Best Practices

Performance Optimization

Benchmark Analysis: Before choosing the scanners, it's crucial to understand their performance on different instances. Review the benchmarks for each scanner to make an informed decision based on your specific requirements.
Model Size Trade-off: Opting for smaller models will expedite processing, reducing latency. However, this comes at the cost of accuracy. We are actively working on providing compact versions with minimal accuracy trade-offs.
Use ONNX Runtime for CPU inference: ONNX Runtime is a high-performance inference engine for machine learning models. When possible, we recommend using ONNX Runtime for serving the models.
Tune Transformers kwargs: Transformers have a variety of parameters that can be tuned to optimize performance. For example, low_cpu_mem_usage, which helps to use less memory by utilizing Accelerate library.

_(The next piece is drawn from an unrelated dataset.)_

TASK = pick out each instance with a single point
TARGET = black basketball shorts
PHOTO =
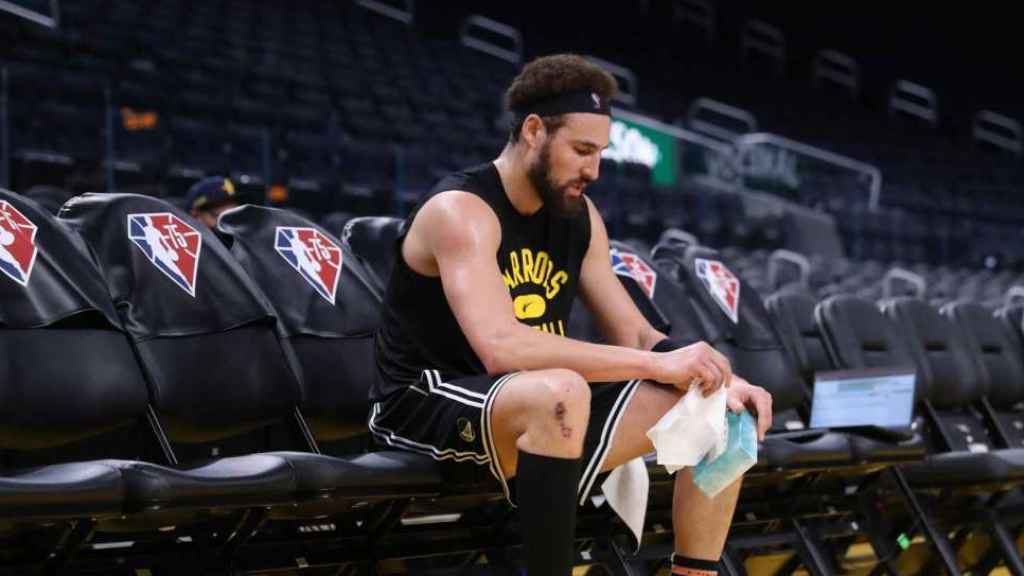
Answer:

Fast Failure Mode: Enable the fail_fast mode while serving to ensure early exits, preventing the wait for all scanners to complete, thus optimizing the response time.
Scanner Selection: Assess the relevance of different scanners for your use-case. Instead of employing all scanners synchronously, which might overwhelm the system, consider using them asynchronously. This approach enhances observability, aiding in precise debugging and performance monitoring.
Request Sampling: Run slower scanners on a sample of requests to reduce the overall latency. This approach is especially useful when the system is under heavy load.

Logging and Metrics: Implement robust logging and metric collection to monitor the system's performance and health.

Feedback Loops: Establish feedback loops with your system's users to understand how the library is performing in real-world scenarios, and to gather suggestions for improvements.
Regular Updates and Testing: Stay updated with the latest versions of llm-guard, and ensure thorough testing in a staging environment before rolling out updates in a production setup.